Soldier’s god, but he wanted to attack something. It burned that the lords had stood against him and forced him to retreat. We had them, he thought. We had them. Had the earth shaking not taken down the siege tower . . . But it had. And the lords would not yield, or rather, they would not yield to him.
Instead, he was left to cope with his injuries and his weakness and his rage. He slept badly propped up in his bed, hardly able to take a full breath with cracked ribs. He found himself irritably aware of his own desires. Once he even woke from a painful doze with the thought of the girl present in his mind and c
ursed his body’s own reasons. She was a distraction, as much for her person as for her value to his campaign and the mystery she presented him with.
And he had little experience with courtship, if such an idea were not laughable on its face.
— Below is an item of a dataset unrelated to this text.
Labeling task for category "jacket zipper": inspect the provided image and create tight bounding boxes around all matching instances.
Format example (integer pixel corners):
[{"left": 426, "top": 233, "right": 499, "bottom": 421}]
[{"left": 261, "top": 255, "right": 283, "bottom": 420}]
Still. He made a note to keep more of an eye on her. She was valuable to Talios—nothing to fear on that score, at least, as the doctor preferred men—and with that had come acceptance in the camp. It would not do to have her ally with some common free lance under the guise of love. Perhaps she needed to be reminded that her place in his army was still at his sufferance.
He steeled himself against the pain and called, “Grayne!”
No response. Cursing, Marthen reached out and threw the first thing to hand: the girl’s helmet. It pattered harmlessly against the wall of the tent. “Grayne!” he roared, and the force of the cry against his ribs almost made him faint. His head pounded, and his vision grew blurry again.
I will kill him myself. I will run him through. He panted shallowly, the best he could manage.
Grayne ducked in, his face white. “Sir,” he said, his eyes wide with panic. “I was—I just—”
“You useless pig. Help me up.”
Grayne supported him to his feet and helped him make his way outside his tent. The icy wind made his eyes water and blew his hair across his face, but he confronted it with perverse glee. It took his mind off his battered body. Talios had said that he had at least two broken ribs, and his head pounded with every beat of his heart. It hurt to ride, to walk, to breathe.
He turned stiffly, scanning the camp. “Where is the girl?” he asked.